Niedersachsens Gesundheitsminister Andreas Philippi (SPD) hat sich Forderungen nach einer Gleichbehandlung von gesetzlich versicherten Patienten bei der ärztlichen Terminvergabe und bei medizinischen Leistungen angeschlossen. Die „strukturell bedingte und historisch gewachsene Zweiklassenmedizin“ müsse von einer neuen Bundesregierung beendet werden, sagte Philippi der „Hannoverschen Allgemeinen Zeitung“ (HAZ, Freitag). Zuvor hatten der Spitzenverband der gesetzlichen Krankenkassen und die Deutsche Stiftung Patientenschutz ebenfalls eine Gleichbehandlung von Kassenpatienten gefordert.
„Vor allem in Facharztpraxen ziehen gesetzlich Versicherte regelmäßig den Kürzeren gegenüber Menschen mit Privatversicherung“, betonte Philippi.

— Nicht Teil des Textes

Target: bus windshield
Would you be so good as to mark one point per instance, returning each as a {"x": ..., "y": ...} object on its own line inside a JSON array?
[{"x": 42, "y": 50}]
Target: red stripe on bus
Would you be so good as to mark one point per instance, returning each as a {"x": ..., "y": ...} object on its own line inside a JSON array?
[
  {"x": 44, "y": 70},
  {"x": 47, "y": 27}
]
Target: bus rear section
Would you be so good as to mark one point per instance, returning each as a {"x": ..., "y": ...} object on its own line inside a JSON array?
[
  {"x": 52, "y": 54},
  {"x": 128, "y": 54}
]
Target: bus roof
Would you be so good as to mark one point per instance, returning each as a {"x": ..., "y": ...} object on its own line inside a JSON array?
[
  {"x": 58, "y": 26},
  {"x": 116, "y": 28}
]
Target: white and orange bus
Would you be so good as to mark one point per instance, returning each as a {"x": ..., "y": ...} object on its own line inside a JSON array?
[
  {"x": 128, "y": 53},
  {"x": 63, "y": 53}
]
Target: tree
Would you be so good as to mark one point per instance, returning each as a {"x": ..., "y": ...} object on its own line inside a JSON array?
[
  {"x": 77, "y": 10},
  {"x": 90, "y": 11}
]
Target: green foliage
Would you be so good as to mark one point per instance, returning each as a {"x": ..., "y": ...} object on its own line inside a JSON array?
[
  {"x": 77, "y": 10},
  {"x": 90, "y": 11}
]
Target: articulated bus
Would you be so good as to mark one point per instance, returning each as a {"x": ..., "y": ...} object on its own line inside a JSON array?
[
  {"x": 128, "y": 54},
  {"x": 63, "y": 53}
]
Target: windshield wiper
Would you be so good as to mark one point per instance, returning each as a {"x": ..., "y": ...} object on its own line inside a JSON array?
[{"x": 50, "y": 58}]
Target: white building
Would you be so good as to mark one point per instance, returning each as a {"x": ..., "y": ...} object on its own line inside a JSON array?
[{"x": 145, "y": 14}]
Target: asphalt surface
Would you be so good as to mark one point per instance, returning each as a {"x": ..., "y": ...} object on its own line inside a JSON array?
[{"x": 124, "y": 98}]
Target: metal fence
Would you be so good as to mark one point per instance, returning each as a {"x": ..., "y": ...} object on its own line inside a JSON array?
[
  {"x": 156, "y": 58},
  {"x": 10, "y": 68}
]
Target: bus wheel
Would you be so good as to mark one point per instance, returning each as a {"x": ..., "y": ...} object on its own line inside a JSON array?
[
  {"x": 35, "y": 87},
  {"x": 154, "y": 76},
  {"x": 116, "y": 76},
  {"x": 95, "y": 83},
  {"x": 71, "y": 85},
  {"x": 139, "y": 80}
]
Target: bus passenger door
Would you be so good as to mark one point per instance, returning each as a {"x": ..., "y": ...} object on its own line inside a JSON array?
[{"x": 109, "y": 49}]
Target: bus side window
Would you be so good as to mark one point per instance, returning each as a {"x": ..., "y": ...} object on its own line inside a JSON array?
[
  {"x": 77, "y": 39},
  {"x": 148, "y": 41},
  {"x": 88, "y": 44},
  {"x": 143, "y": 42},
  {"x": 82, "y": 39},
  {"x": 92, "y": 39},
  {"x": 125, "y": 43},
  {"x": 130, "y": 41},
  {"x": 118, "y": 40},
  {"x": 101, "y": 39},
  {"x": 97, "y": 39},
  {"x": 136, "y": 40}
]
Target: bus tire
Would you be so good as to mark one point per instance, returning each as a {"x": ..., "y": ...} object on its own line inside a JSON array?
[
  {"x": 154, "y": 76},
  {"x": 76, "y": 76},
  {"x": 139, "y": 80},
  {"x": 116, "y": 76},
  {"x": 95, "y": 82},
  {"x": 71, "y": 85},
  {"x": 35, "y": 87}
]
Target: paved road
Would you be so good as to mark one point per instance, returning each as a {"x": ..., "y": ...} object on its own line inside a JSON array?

Dem HAZ-Bericht zufolge hält Niedersachsens Gesundheitsminister eine verpflichtende Ausweitung der offenen Sprechstunden und eine weitere Erhöhung von Mindestsprechstunden für notwendig. Zudem sollten Videosprechstunden fest vorgehalten werden.
Auch eine „Harmonisierung der Vergütungen“ zwischen der Behandlung von Kassen- und Privatpatienten regte Philippi an. Zudem forderte der SPD-Politiker den Angaben zufolge, dass auch Privatversicherte nicht sofort einen Facharzt aufsuchen, sondern zunächst den Hausarzt. „Das Primärarztprinzip muss dringend gestärkt werden. Haus- oder auch Kinderärzte müssen eigentlich immer die ersten Ansprechpartner sein.“
Philippi sagte, die Bundesregierung habe in diesem Jahr eine Reform der ambulanten Versorgung in Deutschland beschlossen, die unter anderem eine Entbudgetierung für Hausärzte und damit mehr finanzielle Spielräume vorsehe. Ob dieses Gesetz noch vor der Neuwahl im Februar vom Bundestag beschlossen werde, sei jedoch ungewiss.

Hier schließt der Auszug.